His alterations to the type 14 saw the nose lowered, air intakes and extractors carefully positioned to improve both air penetration and centre of pressure, while a Kamm-style tail replaced Kirwan-Taylor’s teardrop shape, resulting in a drag coefficient of a staggering 0.29.
Work was slow at Lotus’ North London skunkworks in Edmonton and the car’s projected debut at Le Mans 1957 was missed. The Elite was finally announced at the Earls Court motor show that October to much acclaim. Unsurprisingly however, the car wasn’t ready for sale and it was over a year before the first customers took delivery – and they were in for something of a shock.
Not only was Chapman a bit of a weight-fetishist, he also penny-pinched elsewhere, resulting in a car which required almost constant attention in order to run at all, much less reliably. This was less of an issue for those who simply intended to race – who would essentially rebuild the car themselves, but for road-going owners, the Elite was essentially unfit for the purpose.
The Climax engine’s design allowed for wide clearances to allow it to run at high speed, so it guzzled oil and required a lot of attention to stay in tune, the quality of the bought in components were to typical British standards of the time and worst of all, either Chapman’s calculations were out or Lotus’ supplier was unable to make the bodyshells to spec. Differential mount failures were legion. Overall build quality wasn’t up to much either and it wasn’t until body production was moved to Bristol Plastics in 1959 that quality improved.
But the delightful little Elite shone on the racetracks, winning its class at Le Mans three times, while racer John Lumsden won his class at the Nurburgring 1000kms in one while on a touring holiday. Most Elites were raced, since this was their metier, but as a road car, severe (and unresolved) NVH issues notwithstanding, it was probably unmatched in its litheness, grip, poise, ride quality and compact dimensions. Point to point, a well driven Elite was as fast as anything with three times the displacement.
It was also staggeringly beautiful. Small, yet not dainty, muscular, yet demure, as a piece of automotive styling, the Lotus is just about flawless. In the flesh it’s absolutely tiny and yet everything about its shape, proportions and detailing is so perfectly judged, it beggars belief that this was the work of largely inexperienced upstarts. Either from a visual or indeed conceptual perspective, the Type 14 even now makes every contemporary closed GT of the era seem antediluvian.
Yet it was a commercial failure. By 1961, unsold cars were piling up and with an asking price that would get you into an E-Type (if you could wangle one), and lurid tales of lots of trouble, usually serious, there were few takers. Chapman in desperation offered the car in kit form, which cleared the stocks, but it was obvious he needed to alter course.

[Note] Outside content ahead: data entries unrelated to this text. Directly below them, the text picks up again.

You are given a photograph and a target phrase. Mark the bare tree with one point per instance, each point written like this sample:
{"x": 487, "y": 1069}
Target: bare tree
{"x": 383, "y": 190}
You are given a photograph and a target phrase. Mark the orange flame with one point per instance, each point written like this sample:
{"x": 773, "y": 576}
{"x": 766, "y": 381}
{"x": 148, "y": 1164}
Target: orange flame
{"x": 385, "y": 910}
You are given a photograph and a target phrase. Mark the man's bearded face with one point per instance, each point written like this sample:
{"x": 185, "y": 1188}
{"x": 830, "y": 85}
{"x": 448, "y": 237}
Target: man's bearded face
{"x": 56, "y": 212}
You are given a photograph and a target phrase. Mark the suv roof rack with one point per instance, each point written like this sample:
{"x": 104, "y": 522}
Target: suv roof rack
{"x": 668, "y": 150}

By 1963 and with around 1000 examples built, the Elite was no more.
Lessons were learned and its replacement Elan was a cheaper, more rounded product (and a fine machine in its own right), but for all the road cars Lotus subsequently produced, nothing ever came close to the purity of intent and sheer delicate grace of the Type 14. Perhaps the most perfectly realised forms of exquisite pain ever.